Where is there a problem with this?


Assuming that’s how it would/could work, the goal is to bypass standard security protection – what essentially amounts to recovering the password via a backdoor. Can you imagine how much time the US economy would spend on doing these “one off” recoveries once Pandora’s Phone is opened? Because it isn’t really a “one off,” is it?

And “Apple’s compliance” doesn’t come into it. You make it sounds as though Apple can pick and choose the cases it will decide to work on, and that this one is special because of who used the phone. That’s the problem with backdoors. Once you unlock the backdoor, it can take decades to lock it again.

My feeling is that if Apple is forced to do this phone, and manages to do it, the company will have 1000s more “one off” requests by year end, and no way to refuse. The process will become onerous enough that it doesn’t feel too far fetched to imagine a court asking Apple to outsource the unlocking process because it can’t meet its legal unlocking obligations in reasonable time.

Oh, and just think: if Apple unlocks the phone and there are some files on it that can’t be accessed due to some third party vendor…guess who’s next to face a forcible-unlock lawsuit? Rinse. Repeat.


It’s ‘simply’ that if it is done once then the game is over, period! The gov will force it legally one way or another thereafter and should that prove unacceptable (too time-consuming etc) they will no doubt make sure to have a log etc to follow thereafter no matter the ‘secure server’ used, or anything else. Does it appear they will accept any obstructions to their quest for absolute & complete access to anything they want? The word ‘legal’ will always be debatable & selectively avoidable for them in this quest for ‘terrorists’ and most understand that by now which is at the core of refusal to them, plus, when you make a disaster happen only for the purpose of forcing an agenda and leave thermite evidence laying about can and should trust be regained, no. Citizens mostly do not accept ‘acceptable loss’ as well as the gov might wish lol.

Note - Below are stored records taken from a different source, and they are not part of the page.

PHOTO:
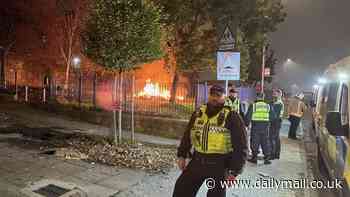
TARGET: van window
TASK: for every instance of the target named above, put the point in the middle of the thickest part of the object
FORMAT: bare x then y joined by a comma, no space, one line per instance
332,97
344,109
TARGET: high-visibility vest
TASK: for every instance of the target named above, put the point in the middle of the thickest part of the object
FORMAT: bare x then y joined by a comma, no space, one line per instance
279,101
261,111
234,105
209,135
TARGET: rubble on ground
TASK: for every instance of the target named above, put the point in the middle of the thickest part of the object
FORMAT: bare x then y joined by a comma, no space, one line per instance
137,156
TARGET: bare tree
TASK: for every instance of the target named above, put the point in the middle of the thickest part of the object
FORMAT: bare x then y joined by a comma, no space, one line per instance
70,14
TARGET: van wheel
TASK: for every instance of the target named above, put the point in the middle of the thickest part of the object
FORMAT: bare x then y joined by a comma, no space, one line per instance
320,162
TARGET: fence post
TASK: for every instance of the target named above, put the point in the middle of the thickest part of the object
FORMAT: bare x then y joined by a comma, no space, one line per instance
44,95
206,92
94,90
16,86
80,90
26,96
132,109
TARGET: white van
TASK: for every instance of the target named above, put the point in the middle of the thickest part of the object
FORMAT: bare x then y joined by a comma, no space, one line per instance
331,120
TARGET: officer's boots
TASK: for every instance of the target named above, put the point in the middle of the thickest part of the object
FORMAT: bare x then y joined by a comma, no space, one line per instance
267,160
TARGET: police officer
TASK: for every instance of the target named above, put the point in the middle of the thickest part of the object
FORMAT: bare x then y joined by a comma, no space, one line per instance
218,138
296,109
278,107
233,102
260,114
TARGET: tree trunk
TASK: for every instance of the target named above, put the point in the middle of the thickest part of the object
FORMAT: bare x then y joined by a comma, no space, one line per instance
174,88
66,82
114,99
120,106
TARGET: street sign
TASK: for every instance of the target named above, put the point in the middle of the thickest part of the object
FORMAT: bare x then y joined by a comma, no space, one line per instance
227,40
115,107
267,72
228,65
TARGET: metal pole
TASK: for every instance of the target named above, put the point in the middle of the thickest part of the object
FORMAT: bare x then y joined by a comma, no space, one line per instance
94,90
80,89
16,87
44,95
120,107
133,109
263,70
114,98
206,92
26,97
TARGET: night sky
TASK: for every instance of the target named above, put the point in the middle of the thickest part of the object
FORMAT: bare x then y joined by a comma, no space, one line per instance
315,34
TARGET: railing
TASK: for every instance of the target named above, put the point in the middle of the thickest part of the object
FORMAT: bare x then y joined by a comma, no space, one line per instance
95,91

it may not be about creating a back door, but it is about getting access to encrypted data. no matter how you put it they want to bypass the security of the phone. no thank you.

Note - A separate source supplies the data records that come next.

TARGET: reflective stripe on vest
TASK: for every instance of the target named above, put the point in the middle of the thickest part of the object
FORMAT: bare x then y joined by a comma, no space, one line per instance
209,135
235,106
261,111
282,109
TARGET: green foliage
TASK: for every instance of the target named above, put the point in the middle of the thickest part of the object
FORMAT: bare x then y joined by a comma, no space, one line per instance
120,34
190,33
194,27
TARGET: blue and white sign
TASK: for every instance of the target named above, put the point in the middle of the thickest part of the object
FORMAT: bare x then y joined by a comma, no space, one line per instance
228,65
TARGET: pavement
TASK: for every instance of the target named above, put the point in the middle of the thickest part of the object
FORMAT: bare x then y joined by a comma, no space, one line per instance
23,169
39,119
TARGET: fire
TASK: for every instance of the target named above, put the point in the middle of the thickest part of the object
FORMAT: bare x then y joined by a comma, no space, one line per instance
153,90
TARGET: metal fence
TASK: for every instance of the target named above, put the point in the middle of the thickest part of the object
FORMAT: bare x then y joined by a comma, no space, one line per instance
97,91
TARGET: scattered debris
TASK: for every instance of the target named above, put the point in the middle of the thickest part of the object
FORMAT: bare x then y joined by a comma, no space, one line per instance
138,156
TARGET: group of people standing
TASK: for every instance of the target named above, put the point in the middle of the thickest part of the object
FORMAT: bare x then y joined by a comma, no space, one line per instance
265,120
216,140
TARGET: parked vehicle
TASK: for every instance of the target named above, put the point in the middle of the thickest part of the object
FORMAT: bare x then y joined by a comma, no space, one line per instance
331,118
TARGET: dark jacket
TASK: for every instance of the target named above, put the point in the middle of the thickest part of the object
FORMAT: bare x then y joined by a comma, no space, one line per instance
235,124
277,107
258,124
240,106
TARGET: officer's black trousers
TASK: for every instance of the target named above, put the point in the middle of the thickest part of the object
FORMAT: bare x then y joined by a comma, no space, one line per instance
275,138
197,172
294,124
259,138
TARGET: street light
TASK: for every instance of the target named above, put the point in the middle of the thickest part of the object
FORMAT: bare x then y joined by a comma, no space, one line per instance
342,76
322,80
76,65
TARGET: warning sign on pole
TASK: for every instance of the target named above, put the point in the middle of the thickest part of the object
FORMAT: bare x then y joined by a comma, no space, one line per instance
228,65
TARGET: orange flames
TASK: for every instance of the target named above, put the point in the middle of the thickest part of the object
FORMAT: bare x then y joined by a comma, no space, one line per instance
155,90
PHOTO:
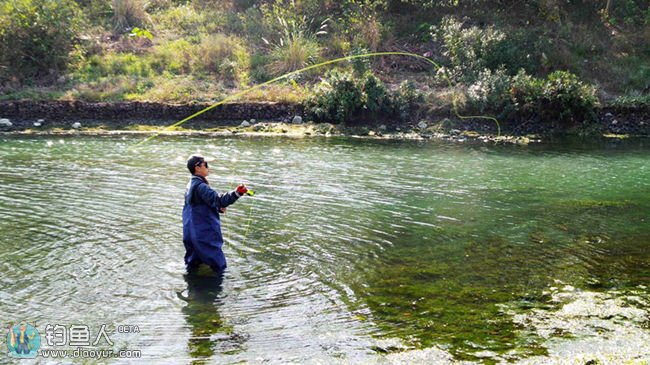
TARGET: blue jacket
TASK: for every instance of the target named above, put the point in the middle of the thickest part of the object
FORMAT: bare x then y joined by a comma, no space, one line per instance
202,226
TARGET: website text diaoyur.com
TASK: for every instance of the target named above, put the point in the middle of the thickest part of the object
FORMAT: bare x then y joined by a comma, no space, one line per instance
80,352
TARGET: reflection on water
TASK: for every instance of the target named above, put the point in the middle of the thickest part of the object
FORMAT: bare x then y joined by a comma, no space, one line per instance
350,252
202,313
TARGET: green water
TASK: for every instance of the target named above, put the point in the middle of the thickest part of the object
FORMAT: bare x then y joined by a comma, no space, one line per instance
351,251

As much as I’m sure we’d all rather this phone were opened so that the government could have access to one terrorist’s information, the unfortunately reality is that Gates, and anyone else who supports the government’s position here are nearsighted. It doesn’t stop here. It’s not just one phone, and if they build this capability, there is a strong chance that it will fall in to the wrong hands or be subject to misuse.

I get that the strong emotional reaction to these heinous acts leads us all to initially dismiss Apple’s position here. That’s human nature. However, if we step back for even a moment and consider the broader consequences, I can’t see how anyone would see this as advisable.


This appears to be an opposing opinion from the former head of Microsoft. But in fact Microsoft is/was fighting the release of email on an Irish server.

I know it’s not the same principal of law at work, but both open the door to the same slippery slope.

And who will ever need more than 640 K of ram anyways….


“Apple would own this [hacked iOS] software…… It wouldn’t be, and shouldn’t be run from anything other than a very secure Apple server.”

So unlike

Microsoft Source Code – October, 2000
Google – May 2013
NSA (Snowden) – May 2013
US Military Weapons Systems Designs – May 2013
Kaspersky Labs – June 2015
US Office of Personnel Management – Sep 2015
Apple App Dev Xcode – Sep 2015
Nato – Oct 2015

Apple are (clearly not!) convinced their secure Apple Server can remain “secure”?
And no-one in their team could possibly be employed by a foreign power or Hacker Team?
And they don’t employ a “Chelsea Manning” (Nee Bradley) or an “Edward Snowden”?

Great! So what could possibly go wrong?